John Logan Analysis

Other literary forms

(Poets and Poetry in America)

Because John Logan’s reputation stems from his poetry, his fiction has, for the most part, been overlooked. Logan’s most sustained attempt at fiction, The House That Jack Built: Or, A Portrait of the Artist as a Sad Sensualist (1984), celebrated the discovery and sheer joy of language. Concerned with the poet’s young life, the book offers childhood experiences, relationships, and images that reveal the intellectual and emotional development of Logan’s poetic sensibility. Eighteen of Logan’s stories, including five previously unpublished, are gathered in John Logan: The Collected Fiction (1991). As a teacher and critic, Logan contributed essays, interviews, forewords, and reviews to numerous magazines and books, most of which were collected in A Ballet for the Ear: Interviews, Essays, and Reviews (1983), edited by A. Poulin, Jr. This volume demonstrates Logan’s wide-ranging scholarship and his dedication to the life of the poet. He explored with enthusiasm and keen insight such contrasting figures asHerman Melville and E. E. Cummings, and he developed provocative explanations for his own writing, his personal poetics, and the work and poetics of many contemporary writers. The passion of Logan’s literary life, however, is best understood after hearing the poet read; his performances were often described as “spellbinding.”
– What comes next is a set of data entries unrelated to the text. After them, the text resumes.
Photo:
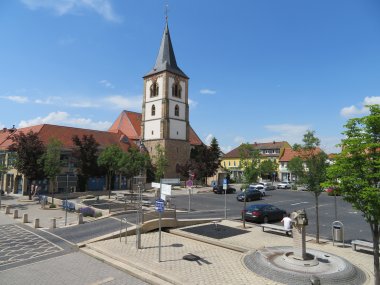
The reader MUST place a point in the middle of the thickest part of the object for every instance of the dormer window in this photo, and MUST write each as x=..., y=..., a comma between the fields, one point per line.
x=176, y=90
x=176, y=111
x=154, y=89
x=153, y=110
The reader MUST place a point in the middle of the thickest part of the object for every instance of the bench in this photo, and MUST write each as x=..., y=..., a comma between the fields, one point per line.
x=121, y=196
x=361, y=243
x=275, y=228
x=70, y=206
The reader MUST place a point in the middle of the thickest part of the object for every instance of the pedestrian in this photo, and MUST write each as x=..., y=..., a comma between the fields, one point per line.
x=287, y=221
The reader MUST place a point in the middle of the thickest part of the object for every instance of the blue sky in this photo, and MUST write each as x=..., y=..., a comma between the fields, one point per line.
x=259, y=70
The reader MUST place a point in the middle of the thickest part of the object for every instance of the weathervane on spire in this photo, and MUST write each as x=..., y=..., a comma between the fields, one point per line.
x=166, y=12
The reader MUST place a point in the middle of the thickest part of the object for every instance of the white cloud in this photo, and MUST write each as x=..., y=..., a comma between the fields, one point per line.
x=49, y=100
x=239, y=140
x=207, y=91
x=84, y=104
x=106, y=83
x=121, y=102
x=361, y=109
x=17, y=99
x=208, y=139
x=64, y=118
x=226, y=149
x=192, y=104
x=286, y=132
x=66, y=41
x=62, y=7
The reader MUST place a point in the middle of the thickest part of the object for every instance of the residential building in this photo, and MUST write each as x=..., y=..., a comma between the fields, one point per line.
x=288, y=155
x=268, y=151
x=15, y=182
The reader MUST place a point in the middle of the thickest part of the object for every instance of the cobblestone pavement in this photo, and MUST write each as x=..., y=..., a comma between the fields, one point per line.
x=18, y=244
x=70, y=269
x=217, y=263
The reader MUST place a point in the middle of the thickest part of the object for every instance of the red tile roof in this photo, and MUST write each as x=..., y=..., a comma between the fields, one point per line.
x=260, y=146
x=289, y=154
x=129, y=124
x=65, y=134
(Poets and Poetry in America)

Often and incorrectly described as a confessional poet, John Logan was one of the few truly personal poets to come to prominence in the twentieth century. James Wright tells an anecdote that best summarizes Logan’s influence:I once stopped a fistfight between two of the best living poets I know, and I did it by reading aloud to them a poem by John Logan. . . . He is a genius of love in my lifetime, and, to my mind, one of the three or four masters we have to give to the world.

James Dickey placed Logan’s work alongside the poetry of Robert Lowell, and Robert Bly wrote that “John Logan (was) one of the five or six finest poets to emerge in the United States in the last decades.” Logan’s reputation as a teacher equaled his reputation as a poet, and some of his noteworthy students, including Marvin Bell, have written at length about Logan’s “humanistic” workshops. Logan received the Miles Modern Poetry Prize from Wayne State University in 1967, a Rockefeller Foundation grant in 1969, the Morton Dauwen Zabel Award from the American Academy of Arts and Letters in 1973, a Guggenheim Fellowship in 1979, a grant from the National Endowment for the Arts in 1980, and in 1982, three awards: the Robert Hazel Ferguson Award from the Friends of Literature in Chicago, the Lenore Marshall Poetry Prize, and the William Carlos Williams Prize from Ecco Press. He served as poetry editor for both The Nation and Critic, and he was also the founder and editor of Choice, a magazine of poetry and photography.


(Poets and Poetry in America)

Dickey, James. Babel to Byzantium. New York: Farrar, Straus and Giroux, 1968. A highly personal and enlightening reading of Logan’s poetry by an equally impressive novelist and poet. Dickey convincingly argues that Logan is one of the finest American poets ever. He offers important insight into the religions and literary influences that shaped Logan’s work.

Isbell, Harold. “John Logan’s ’Confessions.’” Commonweal 122, no. 10 (May 19, 1995): 14-20. This profile of the poet examines his life, his alcoholism, and his religious beliefs, including an interest in Saint Augustine and his writings. Provides analysis of several poems.

Kimmelman, Burt, and Temple Cone, eds. The Facts On File Companion to American Poetry: 1900 to the Present. New York: Facts On File, 2008. Contains a short biographical entry on Logan that provides a summary of his life and list of works.

Logan, John. “A Conversation with John Logan.” Interview by Thomas Hilgers and Michael Molloy. Iowa Review 10 (Spring/Summer, 1980): 221-229. An excellent overview of Logan’s life and work as told by the poet himself. Logan discusses the European locales that served as inspirations for many of his works, the influence of Rainer Maria Rilke, and the history behind many of his poems and his prose work, The House That Jack Built.

Petrosky, Anthony. “In and Out of John Logan’s Workshops.” Ironwood 15 (Fall, 1987): 97-101. A fascinating and illuminating personal account of Logan as a teacher, a poet, and an acquaintance, based on Petrosky’s friendship with him. These recollections are a vivid study of Logan’s personality, aesthetics, interests, and tastes. The numerous anecdotes—from Bach concerts to poetry workshops and meetings with other poets—offer valuable insight into Logan and his poetry.

Waters, Michael. Dissolve to Island: On the Poetry of John Logan. Houston, Tex.: Ford-Brown, 1984. This first book-length critical study of Logan’s poetry includes essays by Tama Baldwin, Marvin Bell, and Peter Makuck and is supplemented by selected poems. This valuable resource also contains bibliographic and biographical information.